Изменения в системе нейромедиаторов, возникающие из-за стресса, мешают мозгу сформировать правильные воспоминания о жизненных неприятностях.
В недавней статье в Cell описано, как стресс влияет на появление энграммных клеток. Подопытным мышам устраивали стресс, запирая их на полчаса в узкой трубе – мыши чувствовали, что им ни выйти, ни развернуться, и начинали сильно беспокоиться; как следствие, у них повышался уровень стрессового гормона кортикостерона. Некоторым мышам просто вводили порцию кортикостерона, который сообщает органам и тканям, что случилось что-то плохое, и нужно все силы бросить на то, чтобы с этим плохим справиться.
Затем стрессированных и обычных мышей сажали в клетку, где они в течение 30 секунд слышали некий звук, после которого ничего не происходило. Затем следовал перерыв, и в той же клетке раздавался другой звук, частотой повыше – он тоже длился 30 секунд, но после него мышей били слабым током по ногам. Мыши должны были запомнить связь между определённым звуком и неприятным событием, и у обычных мышей всё так и происходило: когда их сажали в другую клетку и снова включали «электрический» звук, они замирали на месте, демонстрируя обычную стрессовую реакцию грызунов. При этом первый звук, который ни с какими неприятностями связан не был, они игнорировали.
А вот мыши, которые заранее испытали стресс в узкой трубе (или которым просто вводили кортикостерон), оба звука не различали – они пугались и «электрического» звука, и нейтрального. Их память о неприятном событии оказалась неспецифична, и эта неспецифичность возникала из-за слишком большого числа энграммных клеток, которые мозг выделял под запоминание. Энграммные нейроны можно определить по особой активности, которая возникает в них в момент запоминания, и потом, когда они чувствуют определённый сигнал, побуждающий их включить эпизод из памяти. У обычных мышей активность потенциальных энграммных клеток в центре памяти сдерживалась нейронами миндалевидного тела, или амигдалы, одна из функций которой состоит в работе с эмоциями. Нейроны амигдалы выделяли много нейромедиатора ГАМК (гамма-аминомасляной кислоты), которая понижала активность запоминающих нейронов. А вот у мышей после стресса уровень тормозящего нейромедиатора ГАМК оказывался ниже, и поэтому слишком много запоминающих нейронов оставалось активными, когда нужно было запоминать обстоятельства неприятного опыта с электрическим ударом. Слишком большое количество потенциальных энграммных клеток означало, что с неприятным опытом будет связано много разных сигналов-стимулов – даже тех, которые к этому опыту не имеют отношения. Стресс портил память тем, что в ней закреплялись ненужные связи между явлениями.

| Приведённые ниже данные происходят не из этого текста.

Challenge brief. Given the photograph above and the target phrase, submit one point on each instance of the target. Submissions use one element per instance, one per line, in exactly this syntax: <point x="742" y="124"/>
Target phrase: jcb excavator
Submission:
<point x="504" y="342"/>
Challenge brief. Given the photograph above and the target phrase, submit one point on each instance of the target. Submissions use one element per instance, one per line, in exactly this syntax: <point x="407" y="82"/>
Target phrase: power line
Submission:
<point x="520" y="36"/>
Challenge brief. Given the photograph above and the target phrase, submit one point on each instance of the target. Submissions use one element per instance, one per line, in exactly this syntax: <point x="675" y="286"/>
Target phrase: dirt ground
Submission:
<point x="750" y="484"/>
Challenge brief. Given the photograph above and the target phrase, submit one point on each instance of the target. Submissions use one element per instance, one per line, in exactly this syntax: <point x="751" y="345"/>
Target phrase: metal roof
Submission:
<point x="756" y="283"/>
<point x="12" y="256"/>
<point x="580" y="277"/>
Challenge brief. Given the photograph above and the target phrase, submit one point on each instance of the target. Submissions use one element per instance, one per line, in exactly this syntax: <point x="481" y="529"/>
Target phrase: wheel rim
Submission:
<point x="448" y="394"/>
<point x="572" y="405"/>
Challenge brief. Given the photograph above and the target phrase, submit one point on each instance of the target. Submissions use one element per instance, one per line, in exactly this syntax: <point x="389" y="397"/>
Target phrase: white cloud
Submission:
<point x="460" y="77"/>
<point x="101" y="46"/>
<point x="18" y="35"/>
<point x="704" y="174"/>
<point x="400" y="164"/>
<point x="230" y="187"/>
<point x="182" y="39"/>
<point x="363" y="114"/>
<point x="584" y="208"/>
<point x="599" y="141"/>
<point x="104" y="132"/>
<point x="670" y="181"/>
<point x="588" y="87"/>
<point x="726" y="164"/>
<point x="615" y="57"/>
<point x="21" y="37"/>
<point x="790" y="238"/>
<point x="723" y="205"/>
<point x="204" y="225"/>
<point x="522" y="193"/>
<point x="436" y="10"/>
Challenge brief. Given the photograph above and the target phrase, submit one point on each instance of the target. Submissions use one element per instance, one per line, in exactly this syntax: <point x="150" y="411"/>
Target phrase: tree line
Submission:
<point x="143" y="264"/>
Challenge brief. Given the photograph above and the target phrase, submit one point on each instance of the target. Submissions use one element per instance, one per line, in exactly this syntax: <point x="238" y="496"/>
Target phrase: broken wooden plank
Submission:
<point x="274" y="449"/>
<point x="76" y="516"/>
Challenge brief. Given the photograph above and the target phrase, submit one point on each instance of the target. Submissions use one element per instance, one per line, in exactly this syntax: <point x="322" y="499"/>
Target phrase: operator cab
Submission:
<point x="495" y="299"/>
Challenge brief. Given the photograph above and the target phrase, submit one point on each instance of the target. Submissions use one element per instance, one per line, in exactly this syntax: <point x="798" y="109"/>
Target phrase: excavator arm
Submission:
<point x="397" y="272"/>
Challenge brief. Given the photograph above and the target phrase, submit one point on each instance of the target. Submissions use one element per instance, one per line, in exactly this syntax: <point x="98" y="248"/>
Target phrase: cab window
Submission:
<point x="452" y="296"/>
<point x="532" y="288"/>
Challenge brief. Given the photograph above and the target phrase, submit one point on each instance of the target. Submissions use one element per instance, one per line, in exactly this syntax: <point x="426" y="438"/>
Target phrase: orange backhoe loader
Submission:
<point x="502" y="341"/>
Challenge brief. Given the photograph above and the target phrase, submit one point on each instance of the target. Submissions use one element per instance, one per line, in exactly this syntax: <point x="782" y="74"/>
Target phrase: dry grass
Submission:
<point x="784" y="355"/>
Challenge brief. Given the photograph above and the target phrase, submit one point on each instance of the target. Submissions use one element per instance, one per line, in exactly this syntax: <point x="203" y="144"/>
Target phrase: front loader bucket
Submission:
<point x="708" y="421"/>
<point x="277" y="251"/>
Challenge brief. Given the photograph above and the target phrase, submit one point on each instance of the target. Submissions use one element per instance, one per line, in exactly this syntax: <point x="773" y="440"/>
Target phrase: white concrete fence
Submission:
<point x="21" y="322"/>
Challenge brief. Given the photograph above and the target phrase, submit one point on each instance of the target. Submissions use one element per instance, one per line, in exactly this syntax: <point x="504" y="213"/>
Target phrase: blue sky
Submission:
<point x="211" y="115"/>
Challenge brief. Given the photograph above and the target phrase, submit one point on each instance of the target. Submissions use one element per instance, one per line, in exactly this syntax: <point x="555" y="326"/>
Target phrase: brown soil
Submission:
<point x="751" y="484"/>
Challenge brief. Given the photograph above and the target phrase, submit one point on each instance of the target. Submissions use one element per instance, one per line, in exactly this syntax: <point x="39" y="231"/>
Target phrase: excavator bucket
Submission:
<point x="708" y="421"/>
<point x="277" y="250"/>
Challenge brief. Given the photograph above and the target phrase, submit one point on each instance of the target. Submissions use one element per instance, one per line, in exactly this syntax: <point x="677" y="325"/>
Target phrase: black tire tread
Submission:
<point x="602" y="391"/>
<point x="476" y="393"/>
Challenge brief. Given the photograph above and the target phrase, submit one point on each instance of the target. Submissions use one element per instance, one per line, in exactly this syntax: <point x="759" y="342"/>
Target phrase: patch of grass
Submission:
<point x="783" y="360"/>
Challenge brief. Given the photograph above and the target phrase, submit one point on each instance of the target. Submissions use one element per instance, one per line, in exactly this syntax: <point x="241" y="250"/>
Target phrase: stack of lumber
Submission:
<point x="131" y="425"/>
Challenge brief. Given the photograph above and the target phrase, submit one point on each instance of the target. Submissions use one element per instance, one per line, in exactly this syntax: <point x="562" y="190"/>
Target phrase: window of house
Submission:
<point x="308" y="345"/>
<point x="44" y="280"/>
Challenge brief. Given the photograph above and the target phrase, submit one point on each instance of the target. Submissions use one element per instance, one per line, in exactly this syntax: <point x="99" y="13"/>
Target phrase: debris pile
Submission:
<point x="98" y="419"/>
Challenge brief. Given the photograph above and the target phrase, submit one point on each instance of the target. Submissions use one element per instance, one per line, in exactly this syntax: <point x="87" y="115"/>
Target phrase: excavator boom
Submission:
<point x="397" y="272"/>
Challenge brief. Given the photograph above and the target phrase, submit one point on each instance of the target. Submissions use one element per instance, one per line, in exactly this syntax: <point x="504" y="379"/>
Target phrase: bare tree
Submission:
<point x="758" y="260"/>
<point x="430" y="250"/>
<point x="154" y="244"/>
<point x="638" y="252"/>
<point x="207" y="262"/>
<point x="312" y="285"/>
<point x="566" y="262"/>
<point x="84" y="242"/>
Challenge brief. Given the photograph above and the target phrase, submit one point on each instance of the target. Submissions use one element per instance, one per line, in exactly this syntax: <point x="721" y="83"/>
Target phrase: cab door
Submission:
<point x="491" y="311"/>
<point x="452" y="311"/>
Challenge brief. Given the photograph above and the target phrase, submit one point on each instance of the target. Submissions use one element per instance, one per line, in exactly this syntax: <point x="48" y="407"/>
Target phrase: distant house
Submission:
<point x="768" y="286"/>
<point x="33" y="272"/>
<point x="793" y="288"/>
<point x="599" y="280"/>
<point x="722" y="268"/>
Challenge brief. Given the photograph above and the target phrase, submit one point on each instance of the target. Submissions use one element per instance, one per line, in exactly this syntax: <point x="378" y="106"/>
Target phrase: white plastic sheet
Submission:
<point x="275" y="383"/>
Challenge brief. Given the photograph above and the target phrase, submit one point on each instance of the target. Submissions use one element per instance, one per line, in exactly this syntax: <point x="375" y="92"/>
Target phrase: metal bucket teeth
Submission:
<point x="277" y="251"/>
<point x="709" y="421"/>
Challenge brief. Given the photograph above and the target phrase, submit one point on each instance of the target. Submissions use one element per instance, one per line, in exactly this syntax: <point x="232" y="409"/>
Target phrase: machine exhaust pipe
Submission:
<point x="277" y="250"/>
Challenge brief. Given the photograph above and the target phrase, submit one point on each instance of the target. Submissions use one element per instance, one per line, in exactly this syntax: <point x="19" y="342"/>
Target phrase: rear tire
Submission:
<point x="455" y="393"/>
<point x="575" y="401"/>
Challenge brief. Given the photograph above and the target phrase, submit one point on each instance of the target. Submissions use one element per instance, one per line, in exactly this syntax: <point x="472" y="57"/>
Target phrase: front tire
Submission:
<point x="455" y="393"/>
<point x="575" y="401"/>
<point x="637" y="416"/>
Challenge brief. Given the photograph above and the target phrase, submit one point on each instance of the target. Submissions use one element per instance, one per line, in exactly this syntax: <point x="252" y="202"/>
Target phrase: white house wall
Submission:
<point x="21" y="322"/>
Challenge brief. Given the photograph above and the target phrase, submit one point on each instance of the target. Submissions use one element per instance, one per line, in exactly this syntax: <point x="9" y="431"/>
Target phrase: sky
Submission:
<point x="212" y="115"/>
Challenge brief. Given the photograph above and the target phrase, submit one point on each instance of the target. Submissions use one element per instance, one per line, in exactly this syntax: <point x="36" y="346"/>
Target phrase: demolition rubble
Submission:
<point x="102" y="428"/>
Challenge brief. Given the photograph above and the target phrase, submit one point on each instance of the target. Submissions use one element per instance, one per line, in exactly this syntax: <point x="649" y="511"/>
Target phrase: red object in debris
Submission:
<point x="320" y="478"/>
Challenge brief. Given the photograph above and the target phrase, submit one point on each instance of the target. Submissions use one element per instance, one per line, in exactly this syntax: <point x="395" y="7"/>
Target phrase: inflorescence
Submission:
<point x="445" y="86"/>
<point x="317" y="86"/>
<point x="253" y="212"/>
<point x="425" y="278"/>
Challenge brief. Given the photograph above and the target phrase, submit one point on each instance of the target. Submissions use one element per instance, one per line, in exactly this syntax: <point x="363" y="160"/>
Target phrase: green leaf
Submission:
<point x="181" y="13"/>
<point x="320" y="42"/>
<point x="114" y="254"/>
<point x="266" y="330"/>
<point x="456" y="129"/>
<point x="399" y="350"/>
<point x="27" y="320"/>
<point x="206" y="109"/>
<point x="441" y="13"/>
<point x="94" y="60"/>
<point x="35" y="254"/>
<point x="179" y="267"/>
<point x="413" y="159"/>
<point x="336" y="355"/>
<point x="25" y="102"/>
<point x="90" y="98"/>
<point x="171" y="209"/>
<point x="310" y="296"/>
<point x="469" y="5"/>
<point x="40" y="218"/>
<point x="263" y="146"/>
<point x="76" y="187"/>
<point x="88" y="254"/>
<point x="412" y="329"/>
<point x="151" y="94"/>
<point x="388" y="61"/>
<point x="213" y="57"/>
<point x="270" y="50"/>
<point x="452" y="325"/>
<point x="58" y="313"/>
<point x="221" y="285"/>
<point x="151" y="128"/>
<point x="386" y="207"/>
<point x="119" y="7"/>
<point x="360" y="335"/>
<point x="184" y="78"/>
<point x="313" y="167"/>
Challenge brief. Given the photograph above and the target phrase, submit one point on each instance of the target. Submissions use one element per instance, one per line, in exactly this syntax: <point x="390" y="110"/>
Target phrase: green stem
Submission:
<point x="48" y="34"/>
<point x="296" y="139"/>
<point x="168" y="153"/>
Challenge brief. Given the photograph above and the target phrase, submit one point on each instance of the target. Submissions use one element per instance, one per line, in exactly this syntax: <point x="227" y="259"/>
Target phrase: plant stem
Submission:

Тормозящего нейромедиатора ГАМК становилось мало потому, что в стрессированном мозге становилось много других нейромедиаторов из группы эндоканнабиноидов: они влияли на нейроны амигдалы, и те переставали подавлять активность потенциальных энграммных клеток. Подавляя выработку эндоканнабиноидов или не давая им взаимодействовать с рецепторами на нейронах, можно предотвратить стрессовое размывание памяти, но проделывать это нужно именно в тот момент, когда память формируется.
Скорее всего, этот механизм имеет отношение и к человеческому посттравматическому синдрому – с ним ведь чувство опасности оказывается завязано на неопасные стимулы.